Monday, May 17, 2010

buzzzzzzzzzzzzzz

opine sounds quite like whine. some people walk quite a fine line here.

Sunday, May 16, 2010

i'm right and you know it

i've had the privilege to be awkward and to have grown up very differently from most. subsequently, i see a lot of things in a different light. of course introspection plays its part and i am bent on changing every paradigm.

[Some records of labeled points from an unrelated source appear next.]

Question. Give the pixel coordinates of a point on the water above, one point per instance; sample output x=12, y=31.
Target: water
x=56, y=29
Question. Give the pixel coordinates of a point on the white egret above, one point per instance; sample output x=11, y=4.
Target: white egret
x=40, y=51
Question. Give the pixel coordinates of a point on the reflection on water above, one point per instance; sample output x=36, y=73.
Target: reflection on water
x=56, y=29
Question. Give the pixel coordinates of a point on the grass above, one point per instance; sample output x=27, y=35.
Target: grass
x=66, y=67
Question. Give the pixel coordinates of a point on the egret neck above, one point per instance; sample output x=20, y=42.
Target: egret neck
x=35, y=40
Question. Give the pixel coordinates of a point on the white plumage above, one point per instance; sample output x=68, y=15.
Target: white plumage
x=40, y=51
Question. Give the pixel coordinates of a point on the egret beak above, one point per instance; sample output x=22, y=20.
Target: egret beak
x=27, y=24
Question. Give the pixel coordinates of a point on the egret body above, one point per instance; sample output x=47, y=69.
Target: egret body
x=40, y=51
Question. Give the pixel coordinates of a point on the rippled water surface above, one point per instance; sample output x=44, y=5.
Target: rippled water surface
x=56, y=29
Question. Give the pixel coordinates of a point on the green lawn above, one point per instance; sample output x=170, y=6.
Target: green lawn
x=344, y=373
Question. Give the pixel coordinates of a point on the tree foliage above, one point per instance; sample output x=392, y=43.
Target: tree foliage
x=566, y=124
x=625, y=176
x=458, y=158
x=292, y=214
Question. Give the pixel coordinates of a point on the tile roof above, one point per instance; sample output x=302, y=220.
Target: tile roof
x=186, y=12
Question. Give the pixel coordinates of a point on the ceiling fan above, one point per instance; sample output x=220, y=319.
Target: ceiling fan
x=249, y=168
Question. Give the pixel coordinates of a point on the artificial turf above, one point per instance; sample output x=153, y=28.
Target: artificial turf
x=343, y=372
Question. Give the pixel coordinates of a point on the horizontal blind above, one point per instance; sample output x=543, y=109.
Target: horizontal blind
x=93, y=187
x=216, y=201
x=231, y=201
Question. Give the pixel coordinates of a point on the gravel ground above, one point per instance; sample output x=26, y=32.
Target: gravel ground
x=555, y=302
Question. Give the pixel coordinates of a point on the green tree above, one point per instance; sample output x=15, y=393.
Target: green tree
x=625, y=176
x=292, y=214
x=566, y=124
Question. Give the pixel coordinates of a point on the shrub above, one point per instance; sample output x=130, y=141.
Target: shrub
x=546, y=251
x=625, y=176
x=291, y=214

this week, i think it should be about shifting from the stalwart "i'm right" position over to the "based on my experiences and assumptions, this is the way i see things." let's face it, trying to be right has led to many an altercation, divorce, disowning, beating, homicide, and the list goes on. aside from the fact that we're too full of sh*t to ever admit we're wrong, we should all accede to this compromise. with that, i rest my case against 31.6% of misinformed voters - yeah, you republicans. ;)

Sunday, April 11, 2010

58 degrees and homeless

about half an hour ago, i headed down the alvarado exit off the 101. my usual homeless guy wasn't there. turf war? shift change? anyway, a woman was standing in his place. i was reading her bio condensed onto cardboard, wondering if they all buy sharpies to make their signs or if they all share the same sharpie. regardless, she looked like she was in her twenties so i was a bit taken aback. i gave her my change and then crickets. my default proclivity seems to straddle the liminality of idiot savant or autistic. we stood in silence. she finally broke it with, "most people usually ask a question, but since you don't have any, i don't know what to say." i love people, but sometimes i'm awkward...

Tuesday, February 9, 2010

white powder

as many know, i'm not one to just sit around on my duff if there's ever a problem. subsequently, i've written some pretty epic letters to corporate offices. i recently rolled into jiffy lube for an oil change, and when i hopped back in, i noticed white glove powder everywhere. i happily dug up this letter from april 07:

I am thoroughly dissatisfied with the quality of service and lack of concern for customer and employee health at Jiffy Lube. Subsequent to each visit I have made, there have been oil prints inside my car including on the driver's side door, the steering wheel, the door handles, and the dash. I have noticed that this is a result of the mechanic driving the car forward with the same bare hands that have changed the oil. Thus, this not only exposes myself to motor oil, but the mechanic as well. Used motor oil can present a threat to health through skin contact, skin absorption, inhalation, or ingestion, all of which can occur as a result. Thus, I am disappointed with the lack of concern for occupational safety in addition to customer exposure. Research suggests that occupational exposure to motor oil increases the risk for arthritis (Sverdrup et al., 2005). By implementing the use of disposable gloves, employee exposure would be limited and disposal following oil change would reduce transferrence of oil into the interior of vehicles. I am not sure if this is already a policy and there is a lack of implementation and enforcement or simply if it has not come to the attention of your occupational health personnel. Regardless, I appreciate your time and consideration in this matter.


Sverdrup, B. et al. Association between occupational exposure to mineral oil and rheumatoid arthritis: results from the Swedish EIRA case-control study. Arthritis Research & Therapy 2005, 7: R1296-R1303.